Sides details the raid from beginning to end, intertwining the story of the prisoners in the camp with the story of the rescuers, capturing not only the details but the emotions of the event. Lieutenant Colonel Henry Mucci, a West Point graduate and the commanding officer of the 6th Ranger Battalion, was selected to lead the raid. Mucci could not take all 800 of his Rangers, so he selected C Company, commanded by Captain Robert Prince, and a platoon from F Company to undertake the mission--121 men in all. Early on the morning of 28 January, the rescuers began a 30-mile march to the camp at Cabanatuan. Sides details the march through the jungle; the concern when LTC Mucci learned that the camp was a major transshipment point for retreating Japanese and that nearly 8,000 Japanese troops might be in the area; the logistical, intelligence, and combat contributions of the Filipino guerrillas; the planning, reconnaissance, and execution of the assault on the camp; and the successful withdrawal of the prisoners back to American lines.

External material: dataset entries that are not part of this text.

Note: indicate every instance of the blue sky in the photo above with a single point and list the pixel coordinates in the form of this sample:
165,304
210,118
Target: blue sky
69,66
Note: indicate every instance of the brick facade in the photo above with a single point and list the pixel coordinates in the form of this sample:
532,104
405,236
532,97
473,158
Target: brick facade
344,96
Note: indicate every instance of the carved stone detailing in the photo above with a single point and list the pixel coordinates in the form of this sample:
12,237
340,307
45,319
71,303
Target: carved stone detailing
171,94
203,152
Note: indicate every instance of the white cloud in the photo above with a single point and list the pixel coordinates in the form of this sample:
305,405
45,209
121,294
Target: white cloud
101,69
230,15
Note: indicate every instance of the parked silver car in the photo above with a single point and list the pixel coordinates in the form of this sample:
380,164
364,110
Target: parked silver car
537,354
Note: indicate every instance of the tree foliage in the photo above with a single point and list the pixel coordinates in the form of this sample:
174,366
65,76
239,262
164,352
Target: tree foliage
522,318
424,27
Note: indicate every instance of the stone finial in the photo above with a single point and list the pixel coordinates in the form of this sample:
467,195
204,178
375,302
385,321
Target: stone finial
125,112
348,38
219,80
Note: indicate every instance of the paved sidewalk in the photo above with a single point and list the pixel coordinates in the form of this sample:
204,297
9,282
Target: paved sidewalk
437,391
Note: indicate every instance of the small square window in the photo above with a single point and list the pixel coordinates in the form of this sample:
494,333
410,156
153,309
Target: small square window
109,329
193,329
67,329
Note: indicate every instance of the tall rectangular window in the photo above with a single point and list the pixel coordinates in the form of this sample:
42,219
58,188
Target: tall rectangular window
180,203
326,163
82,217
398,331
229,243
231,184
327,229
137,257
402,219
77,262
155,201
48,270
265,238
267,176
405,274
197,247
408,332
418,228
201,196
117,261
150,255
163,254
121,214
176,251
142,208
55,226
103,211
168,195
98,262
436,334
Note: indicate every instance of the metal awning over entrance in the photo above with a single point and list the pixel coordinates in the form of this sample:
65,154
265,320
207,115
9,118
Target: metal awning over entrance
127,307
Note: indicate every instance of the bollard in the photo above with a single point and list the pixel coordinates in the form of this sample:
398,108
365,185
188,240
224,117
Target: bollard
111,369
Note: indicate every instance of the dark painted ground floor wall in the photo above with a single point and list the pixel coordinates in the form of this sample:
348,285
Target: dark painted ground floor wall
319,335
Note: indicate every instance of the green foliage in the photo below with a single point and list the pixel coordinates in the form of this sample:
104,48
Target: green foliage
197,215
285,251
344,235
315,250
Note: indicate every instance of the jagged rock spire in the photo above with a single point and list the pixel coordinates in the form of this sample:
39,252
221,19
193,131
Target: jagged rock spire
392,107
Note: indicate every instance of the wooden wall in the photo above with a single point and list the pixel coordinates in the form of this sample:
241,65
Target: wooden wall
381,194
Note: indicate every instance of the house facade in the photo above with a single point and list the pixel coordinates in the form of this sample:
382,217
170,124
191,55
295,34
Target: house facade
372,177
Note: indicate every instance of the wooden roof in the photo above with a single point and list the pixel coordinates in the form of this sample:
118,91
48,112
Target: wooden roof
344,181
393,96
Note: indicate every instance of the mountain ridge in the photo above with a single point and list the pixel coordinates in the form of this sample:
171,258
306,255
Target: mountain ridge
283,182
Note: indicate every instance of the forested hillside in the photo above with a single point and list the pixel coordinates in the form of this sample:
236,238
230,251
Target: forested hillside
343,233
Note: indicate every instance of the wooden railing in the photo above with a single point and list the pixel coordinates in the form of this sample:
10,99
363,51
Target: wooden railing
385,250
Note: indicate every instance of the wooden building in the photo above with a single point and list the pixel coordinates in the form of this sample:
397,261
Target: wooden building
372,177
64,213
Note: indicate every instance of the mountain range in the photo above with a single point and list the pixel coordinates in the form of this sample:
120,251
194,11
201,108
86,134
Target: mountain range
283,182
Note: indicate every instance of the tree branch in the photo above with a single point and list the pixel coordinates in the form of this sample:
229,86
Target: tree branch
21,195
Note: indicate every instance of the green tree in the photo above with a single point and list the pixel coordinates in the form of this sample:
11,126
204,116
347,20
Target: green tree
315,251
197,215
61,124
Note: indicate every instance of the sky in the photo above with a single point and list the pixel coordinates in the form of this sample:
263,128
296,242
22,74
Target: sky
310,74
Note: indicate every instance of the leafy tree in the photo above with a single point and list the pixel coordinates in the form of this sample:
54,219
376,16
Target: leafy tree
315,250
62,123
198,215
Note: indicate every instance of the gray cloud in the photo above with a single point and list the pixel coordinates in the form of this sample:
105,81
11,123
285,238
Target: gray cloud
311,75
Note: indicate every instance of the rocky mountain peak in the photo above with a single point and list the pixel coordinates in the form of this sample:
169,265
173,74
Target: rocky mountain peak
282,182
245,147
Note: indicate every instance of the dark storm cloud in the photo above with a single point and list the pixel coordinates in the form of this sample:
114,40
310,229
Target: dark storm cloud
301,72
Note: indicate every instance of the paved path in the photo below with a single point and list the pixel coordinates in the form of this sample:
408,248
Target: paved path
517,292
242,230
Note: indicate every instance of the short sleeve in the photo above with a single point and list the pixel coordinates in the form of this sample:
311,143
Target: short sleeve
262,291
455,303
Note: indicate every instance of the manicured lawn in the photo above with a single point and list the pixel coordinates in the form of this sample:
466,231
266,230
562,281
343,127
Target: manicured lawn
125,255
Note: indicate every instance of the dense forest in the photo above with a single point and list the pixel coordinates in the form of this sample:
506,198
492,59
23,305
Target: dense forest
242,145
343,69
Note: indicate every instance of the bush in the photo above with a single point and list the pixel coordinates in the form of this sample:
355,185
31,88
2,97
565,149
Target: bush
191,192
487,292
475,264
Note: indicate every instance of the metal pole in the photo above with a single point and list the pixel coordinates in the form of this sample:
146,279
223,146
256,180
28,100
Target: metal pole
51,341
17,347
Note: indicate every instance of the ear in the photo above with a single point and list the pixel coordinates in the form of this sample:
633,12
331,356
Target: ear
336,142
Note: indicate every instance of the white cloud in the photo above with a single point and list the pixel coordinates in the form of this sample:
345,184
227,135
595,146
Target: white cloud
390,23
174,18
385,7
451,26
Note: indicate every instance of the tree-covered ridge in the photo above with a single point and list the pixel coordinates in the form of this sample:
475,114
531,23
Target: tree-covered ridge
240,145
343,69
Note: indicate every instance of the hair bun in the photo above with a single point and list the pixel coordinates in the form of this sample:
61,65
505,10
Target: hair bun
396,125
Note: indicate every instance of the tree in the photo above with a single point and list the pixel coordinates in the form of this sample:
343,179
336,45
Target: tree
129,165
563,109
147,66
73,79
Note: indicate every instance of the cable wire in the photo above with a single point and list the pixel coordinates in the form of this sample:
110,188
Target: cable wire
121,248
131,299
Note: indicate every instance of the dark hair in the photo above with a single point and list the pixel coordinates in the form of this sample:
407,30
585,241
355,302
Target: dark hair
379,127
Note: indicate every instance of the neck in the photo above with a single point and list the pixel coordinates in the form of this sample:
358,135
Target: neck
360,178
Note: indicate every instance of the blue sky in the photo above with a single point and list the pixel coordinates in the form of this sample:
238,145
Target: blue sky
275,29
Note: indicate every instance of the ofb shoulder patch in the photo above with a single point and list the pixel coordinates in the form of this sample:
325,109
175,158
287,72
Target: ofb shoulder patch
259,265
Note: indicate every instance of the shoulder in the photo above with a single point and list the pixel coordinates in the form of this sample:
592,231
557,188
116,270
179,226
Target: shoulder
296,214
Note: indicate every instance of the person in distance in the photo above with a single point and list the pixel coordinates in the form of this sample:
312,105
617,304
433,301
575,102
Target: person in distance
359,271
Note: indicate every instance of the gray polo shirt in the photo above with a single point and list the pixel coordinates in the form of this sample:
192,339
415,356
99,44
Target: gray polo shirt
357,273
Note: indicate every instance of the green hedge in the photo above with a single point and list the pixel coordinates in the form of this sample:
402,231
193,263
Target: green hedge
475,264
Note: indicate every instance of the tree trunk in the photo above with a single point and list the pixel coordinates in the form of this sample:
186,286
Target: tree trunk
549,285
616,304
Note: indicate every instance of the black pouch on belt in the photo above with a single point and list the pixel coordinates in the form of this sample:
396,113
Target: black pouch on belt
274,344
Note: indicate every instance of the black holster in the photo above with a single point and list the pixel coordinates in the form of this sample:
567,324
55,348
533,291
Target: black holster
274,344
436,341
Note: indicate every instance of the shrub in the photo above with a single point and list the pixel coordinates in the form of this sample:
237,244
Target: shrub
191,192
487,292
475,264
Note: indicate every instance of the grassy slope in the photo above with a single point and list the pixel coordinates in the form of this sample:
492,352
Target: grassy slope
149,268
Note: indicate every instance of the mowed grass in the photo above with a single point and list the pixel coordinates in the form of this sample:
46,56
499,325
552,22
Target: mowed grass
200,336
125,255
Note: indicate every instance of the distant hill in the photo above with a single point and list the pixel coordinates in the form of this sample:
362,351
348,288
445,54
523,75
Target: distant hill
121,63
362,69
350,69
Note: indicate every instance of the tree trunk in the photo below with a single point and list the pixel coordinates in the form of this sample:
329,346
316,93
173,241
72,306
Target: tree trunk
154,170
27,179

Sides not only tells a great story in an exciting, gripping manner, he brings the participants to life; he captures the spirit of the time. He details the day-to-day suffering of the prisoners of war, the hunger, disease, and Japanese torture they endured with no end in sight. He tells the story of the dangerous work conducted by the Filipino resistance forces, both before and during the rescue mission. Many Filipino citizens risked certain death to gather intelligence and aid the prisoners whenever possible. Many aided the Rangers, supplying carts and food, and often taking up arms to join in the fight against the Japanese. The determination of the Rangers, committed to rescuing as many of the prisoners as possible, to prevent their murder by retreating Japanese soldiers, is inspiring.
Ghost Soldiers is worth reading for several reasons. First, it is a great account of one of the most exciting rescue missions of World War II. Second, it is a study in human behavior. It details people at their best dealing with people at their worst. Third, it is engagingly written. Anyone interested in military history, in World War II, and in the American spirit will find it to be an exciting story, compellingly told.